STF enquadra caixa dois como improbidade administrativa e crime eleitoral

Supremo fixa entendimento unânime e autoriza dupla responsabilização, com julgamentos nas Justiças comum e eleitoral

Da redação

Por Da redação

STF enquadra caixa dois como improbidade administrativa e crime eleitoral
STF firma entendimento que permite dupla responsabilização por caixa dois em campanhas eleitorais
Bruno Carneiro/STF

Por unanimidade, o Supremo Tribunal Federal (STF) decidiu nesta sexta-feira (6) que a prática de caixa dois em campanhas eleitorais pode ser punida tanto como crime eleitoral quanto como ato de improbidade administrativa, permitindo a aplicação de sanções nas duas esferas.

Com o entendimento firmado, políticos acusados de utilizar recursos não declarados em campanhas poderão responder simultaneamente na Justiça Eleitoral, pelo crime de caixa dois, e na Justiça comum, por improbidade administrativa, desde que haja provas do cometimento das duas infrações.
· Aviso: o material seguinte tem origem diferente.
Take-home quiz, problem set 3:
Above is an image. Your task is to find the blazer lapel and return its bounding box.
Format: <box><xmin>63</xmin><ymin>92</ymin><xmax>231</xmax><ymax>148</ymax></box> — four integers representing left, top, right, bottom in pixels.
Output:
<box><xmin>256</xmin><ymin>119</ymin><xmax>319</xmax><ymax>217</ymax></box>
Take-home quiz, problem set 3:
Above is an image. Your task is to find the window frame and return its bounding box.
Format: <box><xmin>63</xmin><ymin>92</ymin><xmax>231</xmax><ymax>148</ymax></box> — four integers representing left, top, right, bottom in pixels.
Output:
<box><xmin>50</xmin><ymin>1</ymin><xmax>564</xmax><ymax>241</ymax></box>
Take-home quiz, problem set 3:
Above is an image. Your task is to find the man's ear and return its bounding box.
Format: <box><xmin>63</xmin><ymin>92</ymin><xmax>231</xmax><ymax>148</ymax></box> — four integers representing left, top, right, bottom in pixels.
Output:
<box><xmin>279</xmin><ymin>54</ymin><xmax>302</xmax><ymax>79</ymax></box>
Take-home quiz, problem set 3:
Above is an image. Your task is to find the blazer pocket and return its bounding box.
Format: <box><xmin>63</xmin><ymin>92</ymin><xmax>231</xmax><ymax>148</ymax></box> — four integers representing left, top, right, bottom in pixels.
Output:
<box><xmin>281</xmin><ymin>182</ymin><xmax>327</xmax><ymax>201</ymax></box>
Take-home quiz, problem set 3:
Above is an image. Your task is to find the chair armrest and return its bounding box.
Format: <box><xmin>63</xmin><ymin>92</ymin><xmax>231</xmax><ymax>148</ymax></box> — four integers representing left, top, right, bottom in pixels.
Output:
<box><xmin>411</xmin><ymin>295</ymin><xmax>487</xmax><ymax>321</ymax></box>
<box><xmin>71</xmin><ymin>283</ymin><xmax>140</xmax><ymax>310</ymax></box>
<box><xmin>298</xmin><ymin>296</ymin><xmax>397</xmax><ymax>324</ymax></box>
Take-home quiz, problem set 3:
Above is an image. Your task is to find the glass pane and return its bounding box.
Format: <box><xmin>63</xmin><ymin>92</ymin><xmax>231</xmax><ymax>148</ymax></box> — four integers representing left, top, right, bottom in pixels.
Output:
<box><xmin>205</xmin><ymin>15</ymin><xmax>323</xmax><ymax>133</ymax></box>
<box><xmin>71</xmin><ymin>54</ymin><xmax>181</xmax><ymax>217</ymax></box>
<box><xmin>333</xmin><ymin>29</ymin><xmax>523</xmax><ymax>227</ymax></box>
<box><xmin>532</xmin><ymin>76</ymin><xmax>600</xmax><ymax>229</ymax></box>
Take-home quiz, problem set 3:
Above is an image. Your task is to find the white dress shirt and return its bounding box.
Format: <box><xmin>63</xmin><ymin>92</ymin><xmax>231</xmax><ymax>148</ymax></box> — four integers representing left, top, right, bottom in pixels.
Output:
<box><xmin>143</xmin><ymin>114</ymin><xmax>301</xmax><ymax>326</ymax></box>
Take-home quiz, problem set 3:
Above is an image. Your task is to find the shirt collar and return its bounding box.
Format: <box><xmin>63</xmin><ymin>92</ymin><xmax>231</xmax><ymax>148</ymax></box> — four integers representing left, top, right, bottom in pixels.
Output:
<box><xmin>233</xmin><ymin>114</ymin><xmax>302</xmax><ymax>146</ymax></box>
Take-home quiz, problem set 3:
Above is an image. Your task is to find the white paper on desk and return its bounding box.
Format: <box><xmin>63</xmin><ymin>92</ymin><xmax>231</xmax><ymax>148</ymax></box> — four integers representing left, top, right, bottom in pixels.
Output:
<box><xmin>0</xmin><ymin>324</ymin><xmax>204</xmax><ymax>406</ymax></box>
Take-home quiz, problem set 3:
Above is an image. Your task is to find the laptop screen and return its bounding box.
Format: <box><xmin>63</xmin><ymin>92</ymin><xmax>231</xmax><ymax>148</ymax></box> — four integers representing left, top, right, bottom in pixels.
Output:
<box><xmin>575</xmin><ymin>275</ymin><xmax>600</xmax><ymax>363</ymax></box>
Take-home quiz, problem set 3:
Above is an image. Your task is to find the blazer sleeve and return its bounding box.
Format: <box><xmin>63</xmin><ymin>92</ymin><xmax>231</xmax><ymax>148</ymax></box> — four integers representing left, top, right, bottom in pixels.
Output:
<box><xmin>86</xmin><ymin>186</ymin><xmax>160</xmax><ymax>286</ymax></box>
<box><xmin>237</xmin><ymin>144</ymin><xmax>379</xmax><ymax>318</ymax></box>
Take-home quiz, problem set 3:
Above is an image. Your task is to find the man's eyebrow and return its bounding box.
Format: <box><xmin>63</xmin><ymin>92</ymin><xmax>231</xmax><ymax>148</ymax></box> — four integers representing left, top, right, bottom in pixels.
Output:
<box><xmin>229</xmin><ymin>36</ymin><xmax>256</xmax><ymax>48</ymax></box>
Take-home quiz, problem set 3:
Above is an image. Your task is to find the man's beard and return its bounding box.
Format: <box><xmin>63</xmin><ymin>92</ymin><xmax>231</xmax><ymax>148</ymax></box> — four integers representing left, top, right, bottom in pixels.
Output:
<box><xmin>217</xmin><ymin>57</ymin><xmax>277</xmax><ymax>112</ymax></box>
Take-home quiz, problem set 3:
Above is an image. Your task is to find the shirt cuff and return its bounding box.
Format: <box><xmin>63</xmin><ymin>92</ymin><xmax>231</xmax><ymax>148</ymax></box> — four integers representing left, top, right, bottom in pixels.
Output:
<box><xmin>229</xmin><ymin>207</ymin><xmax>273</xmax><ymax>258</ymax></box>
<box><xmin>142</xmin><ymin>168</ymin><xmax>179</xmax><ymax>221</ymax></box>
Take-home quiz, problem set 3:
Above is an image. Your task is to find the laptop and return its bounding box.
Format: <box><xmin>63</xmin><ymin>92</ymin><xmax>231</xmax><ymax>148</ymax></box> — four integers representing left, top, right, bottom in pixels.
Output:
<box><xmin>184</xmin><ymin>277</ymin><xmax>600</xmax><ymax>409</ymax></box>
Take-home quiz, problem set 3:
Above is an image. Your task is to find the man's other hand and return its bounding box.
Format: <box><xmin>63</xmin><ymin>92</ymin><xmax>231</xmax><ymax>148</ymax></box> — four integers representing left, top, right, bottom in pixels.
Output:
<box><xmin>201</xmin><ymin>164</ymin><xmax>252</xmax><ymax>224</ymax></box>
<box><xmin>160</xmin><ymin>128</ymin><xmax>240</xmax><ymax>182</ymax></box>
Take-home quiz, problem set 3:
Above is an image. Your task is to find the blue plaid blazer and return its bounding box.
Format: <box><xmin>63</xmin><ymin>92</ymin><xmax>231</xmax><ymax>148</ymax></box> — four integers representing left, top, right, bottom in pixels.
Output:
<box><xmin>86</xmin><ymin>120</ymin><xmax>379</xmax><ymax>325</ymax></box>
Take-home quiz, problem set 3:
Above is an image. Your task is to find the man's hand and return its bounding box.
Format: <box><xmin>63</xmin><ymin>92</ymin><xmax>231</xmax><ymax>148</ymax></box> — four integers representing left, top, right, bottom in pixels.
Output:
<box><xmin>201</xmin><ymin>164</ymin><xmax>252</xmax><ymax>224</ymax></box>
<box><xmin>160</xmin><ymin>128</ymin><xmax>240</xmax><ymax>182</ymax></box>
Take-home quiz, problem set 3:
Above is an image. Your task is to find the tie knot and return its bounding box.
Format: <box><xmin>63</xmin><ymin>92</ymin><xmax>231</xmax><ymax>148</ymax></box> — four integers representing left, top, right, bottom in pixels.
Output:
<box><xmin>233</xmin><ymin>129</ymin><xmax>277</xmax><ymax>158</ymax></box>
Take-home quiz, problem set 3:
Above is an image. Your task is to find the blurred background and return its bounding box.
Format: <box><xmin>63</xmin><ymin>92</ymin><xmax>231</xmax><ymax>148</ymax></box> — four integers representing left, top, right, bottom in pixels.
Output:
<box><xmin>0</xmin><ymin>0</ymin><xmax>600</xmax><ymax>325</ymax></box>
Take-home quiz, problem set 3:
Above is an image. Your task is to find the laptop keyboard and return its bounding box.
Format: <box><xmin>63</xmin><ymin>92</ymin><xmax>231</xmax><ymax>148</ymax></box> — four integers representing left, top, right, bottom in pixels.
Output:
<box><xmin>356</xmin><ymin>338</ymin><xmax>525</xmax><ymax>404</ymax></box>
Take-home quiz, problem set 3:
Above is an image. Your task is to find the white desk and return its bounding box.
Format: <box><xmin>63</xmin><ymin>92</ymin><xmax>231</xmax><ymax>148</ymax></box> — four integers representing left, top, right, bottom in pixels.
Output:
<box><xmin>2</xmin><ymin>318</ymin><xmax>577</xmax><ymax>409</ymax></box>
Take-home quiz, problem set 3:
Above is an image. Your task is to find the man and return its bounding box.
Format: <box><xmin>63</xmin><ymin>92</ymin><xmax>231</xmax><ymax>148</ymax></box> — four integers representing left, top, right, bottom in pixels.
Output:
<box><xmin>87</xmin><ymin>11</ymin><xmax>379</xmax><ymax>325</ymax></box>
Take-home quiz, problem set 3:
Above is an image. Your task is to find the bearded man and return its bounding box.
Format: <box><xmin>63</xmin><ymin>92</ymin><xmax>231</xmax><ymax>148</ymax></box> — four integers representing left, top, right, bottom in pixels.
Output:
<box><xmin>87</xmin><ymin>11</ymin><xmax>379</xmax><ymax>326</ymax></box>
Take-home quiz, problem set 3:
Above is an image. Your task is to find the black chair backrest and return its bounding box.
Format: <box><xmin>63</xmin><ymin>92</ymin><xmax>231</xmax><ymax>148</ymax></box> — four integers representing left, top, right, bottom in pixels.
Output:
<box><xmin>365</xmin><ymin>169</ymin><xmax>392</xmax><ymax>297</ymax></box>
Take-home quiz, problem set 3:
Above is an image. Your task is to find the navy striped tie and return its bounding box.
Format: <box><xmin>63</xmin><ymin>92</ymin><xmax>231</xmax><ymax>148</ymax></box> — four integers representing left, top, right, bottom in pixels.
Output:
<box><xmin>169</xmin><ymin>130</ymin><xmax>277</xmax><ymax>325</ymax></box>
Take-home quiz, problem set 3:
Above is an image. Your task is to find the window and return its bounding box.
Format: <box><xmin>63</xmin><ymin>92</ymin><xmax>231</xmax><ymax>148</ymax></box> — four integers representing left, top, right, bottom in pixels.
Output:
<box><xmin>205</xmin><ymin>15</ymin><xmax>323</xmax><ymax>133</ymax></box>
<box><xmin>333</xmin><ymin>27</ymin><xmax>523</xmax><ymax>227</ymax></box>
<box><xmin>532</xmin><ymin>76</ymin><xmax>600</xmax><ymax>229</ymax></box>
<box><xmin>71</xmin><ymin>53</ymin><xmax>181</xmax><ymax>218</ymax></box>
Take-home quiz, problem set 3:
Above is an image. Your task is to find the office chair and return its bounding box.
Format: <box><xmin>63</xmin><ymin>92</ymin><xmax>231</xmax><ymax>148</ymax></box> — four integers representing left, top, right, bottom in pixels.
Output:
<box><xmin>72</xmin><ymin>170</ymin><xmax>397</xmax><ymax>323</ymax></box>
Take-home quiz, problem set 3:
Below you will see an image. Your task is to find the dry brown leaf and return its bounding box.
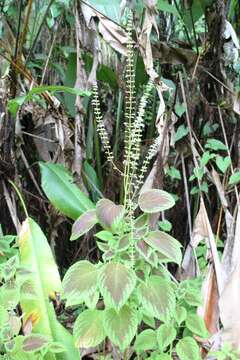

Prevaleceu no julgamento o voto do relator, ministro Alexandre de Moraes, para quem as instâncias de responsabilização são independentes e exigem tratamentos sancionatórios distintos. Moraes defendeu que a dupla punição não configura bis in idem, uma vez que se trata de ilícitos de naturezas diferentes.

“É possível a dupla responsabilização por crime eleitoral de caixa dois e ato de improbidade administrativa, pois a independência das instâncias exige respostas sancionatórias diferenciadas”, afirmou o relator ao propor a tese que orientará a aplicação do entendimento nos tribunais do país.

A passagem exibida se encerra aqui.